Japan Geoscience Union Meeting 2016

Presentation information

International Session (Poster)

Symbol S (Solid Earth Sciences) » S-IT Science of the Earth's Interior & Techtonophysics

[S-IT12] Tectonic processes on the incoming plate seaward of the trench: Inputs to subduction zones

Mon. May 23, 2016 5:15 PM - 6:30 PM Poster Hall (International Exhibition Hall HALL6)

Convener:*Makoto Yamano(Earthquake Research Institute, University of Tokyo), Tomoaki Morishita(School of Natural System, Colleage of Science and Technology, Kanazawa University), Gou Fujie(Japan Agency for Marine-Earth Science and Technology), Susanne Straub(Lamont-Doherty Earth Observatory, Columbia Univ., USA)

5:15 PM - 6:30 PM

[SIT12-P11] Extension of Plate Tectonics to subducting Slab

*Nobuaki Niitsuma1 (1.Institute of Geosciences,Shizuoka University, Sendai)

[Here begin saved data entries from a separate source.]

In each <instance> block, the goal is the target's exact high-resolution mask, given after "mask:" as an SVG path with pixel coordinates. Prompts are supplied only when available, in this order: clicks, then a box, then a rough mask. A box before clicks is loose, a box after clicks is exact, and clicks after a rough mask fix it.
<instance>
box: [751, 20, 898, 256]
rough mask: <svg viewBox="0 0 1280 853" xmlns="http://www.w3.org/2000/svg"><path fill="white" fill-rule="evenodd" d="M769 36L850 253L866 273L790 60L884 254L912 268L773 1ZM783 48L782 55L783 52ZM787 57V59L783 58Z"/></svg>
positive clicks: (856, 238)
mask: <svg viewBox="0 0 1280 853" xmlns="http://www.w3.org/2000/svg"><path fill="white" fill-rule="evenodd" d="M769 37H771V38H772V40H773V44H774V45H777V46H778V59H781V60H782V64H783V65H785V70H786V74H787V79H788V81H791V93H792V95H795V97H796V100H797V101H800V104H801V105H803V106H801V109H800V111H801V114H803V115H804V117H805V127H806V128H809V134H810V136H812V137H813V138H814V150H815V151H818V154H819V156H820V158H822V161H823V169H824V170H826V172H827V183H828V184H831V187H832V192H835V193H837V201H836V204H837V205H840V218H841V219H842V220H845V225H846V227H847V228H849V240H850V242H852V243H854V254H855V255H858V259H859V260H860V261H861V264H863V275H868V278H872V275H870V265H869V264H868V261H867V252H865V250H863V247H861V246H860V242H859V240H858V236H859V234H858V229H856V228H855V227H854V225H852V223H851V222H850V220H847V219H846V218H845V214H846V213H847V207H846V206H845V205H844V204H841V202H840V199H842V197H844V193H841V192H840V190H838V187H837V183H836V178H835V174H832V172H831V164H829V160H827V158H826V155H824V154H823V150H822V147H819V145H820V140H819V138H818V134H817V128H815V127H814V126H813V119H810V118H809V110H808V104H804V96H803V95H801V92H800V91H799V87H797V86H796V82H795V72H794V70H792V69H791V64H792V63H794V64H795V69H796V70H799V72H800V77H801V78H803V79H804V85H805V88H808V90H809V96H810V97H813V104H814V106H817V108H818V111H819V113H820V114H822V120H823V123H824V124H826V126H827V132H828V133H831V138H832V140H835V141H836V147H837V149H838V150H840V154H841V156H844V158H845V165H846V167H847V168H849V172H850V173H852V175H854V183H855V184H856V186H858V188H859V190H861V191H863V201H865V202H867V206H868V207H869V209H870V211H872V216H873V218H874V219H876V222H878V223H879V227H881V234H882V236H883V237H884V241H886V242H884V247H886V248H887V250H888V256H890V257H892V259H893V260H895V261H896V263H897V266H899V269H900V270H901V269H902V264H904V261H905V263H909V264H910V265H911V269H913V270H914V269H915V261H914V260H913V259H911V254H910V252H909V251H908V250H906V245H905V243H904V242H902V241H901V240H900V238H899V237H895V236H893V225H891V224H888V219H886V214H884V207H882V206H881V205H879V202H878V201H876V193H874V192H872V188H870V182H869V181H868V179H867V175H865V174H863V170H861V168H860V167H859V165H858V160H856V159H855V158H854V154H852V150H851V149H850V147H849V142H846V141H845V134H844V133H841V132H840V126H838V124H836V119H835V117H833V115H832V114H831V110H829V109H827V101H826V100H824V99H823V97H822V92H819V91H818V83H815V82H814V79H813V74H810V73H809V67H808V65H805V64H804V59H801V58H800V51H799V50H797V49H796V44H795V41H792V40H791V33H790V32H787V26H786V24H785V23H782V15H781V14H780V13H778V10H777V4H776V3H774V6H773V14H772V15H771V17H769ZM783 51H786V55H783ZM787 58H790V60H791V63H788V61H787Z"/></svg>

Keywords:Plate Tectonics, subducting slab, Euler rotation, concentric bending, unbending, changs in 3d distance

Understanding of process for subduction of the oceanic plate has remained in the qualitative stage as the oceanfloor spreading theory. Abandon of the central dogma of Plate Tectonics “non-deformational Plate” should be require for subduction along the ocean trench, which can not be realized without deformation.
The seismic activity along the trench should be correlated with the subduction of oceanic plate. The seismic activities represent that Pacific Plate subducts along the Japan Trench with concentric bending and then unbending to continueing with deep seismic plane of Wadati, paticulaly, since the East Japan Mega Earthquake 2011.3.11.
In this study, deformation of the plate is tolerable quantitically to extent Plate Tectonics for subducting slab continueing to oceanic Plate, in following way restrictively.
1) The outline of trench axis bends along small circles as arc. In the case of Japan Trench, the small circles are named as Erimo, Mogami and Kashima.
2) The movement of the point on oceanic plate and slab should be on the parallel of Euler latitude for the Euler rotaion.
3) The distances of the Euler movement are equal on the surface both of oceanic plate and slab. The apperent geocentric movement on slab is slower than on oceanic plate, depend on the inclination of slab.
4) The depth of slab surface is controlled with the distance from the small circle center of trench outline. The depth profile of slab is rotational symmetry alound the small circle center.
5) Oceanic plate subducts along trench with concentric bending and then unbending to continueing with deep seismic plane (Fig). The paramaters of the bending radius and unbending angle and so on is determined to fit with seismic activities for each small circle area.
Under these restrictions, the movement of Pacific slab is calculated in the intervals, ca 10km and 0.125my, and analysed with focal mechanism solusions of initial motion (IM) and centroid of moment tensor (CMT) by Japan Meteorological Agency (JMA). Because Japan Trench area locates outside of seismetric network of JMA, the hypocenters in the area were cross checked with data of ocean bottom seismometry (OBS) by Shinohara el al. (2011, 2012) and Obana et al. (2011, 2012, 2013). The distributions of epicenters are concordant with each other, but the initial motion depths of CMT solutions are larger than initial motion depth of OBS.
The distance between surface and 5km below the surface of oceanic floor is maintained with 5km, but of the slab is changed extreamly large, more than 10%, because the radius of concentric bending is slightly shorter on 5km depth than the surface. The 5% contour is correlated well with the Pacific coast of Japanese Island.
Lateral distance along the parallel of Euler longitude is maintained constant for oceanic plate, but the distance changes upto +/- 1% for slab, because of the difference in the depth. The lateral distance increases for the island arc side position of small circle center, and decreases for oceanic side position. The feature of the changes in the lateral distance is controlled with the position of small circle center and direction of plate motion, and correlated to the distributions of tentional focal mechanisms with the increase, and compressional focal mechanisms with the decrease.
Geocentric 3-dimentional least square method allows us to describe deep seismc plane numerically, and the cross line with slab surface could be calculated along Japan Trench. Compressinal focal mechanisms distributed along the cross line and the number of foci suddenly decrease on the continental side of the cross line. Distribution of CMT on the deep seismic plane is limited in the narrow zone of the dip direction where the deep seismic plane intersects at higher position of slab surface.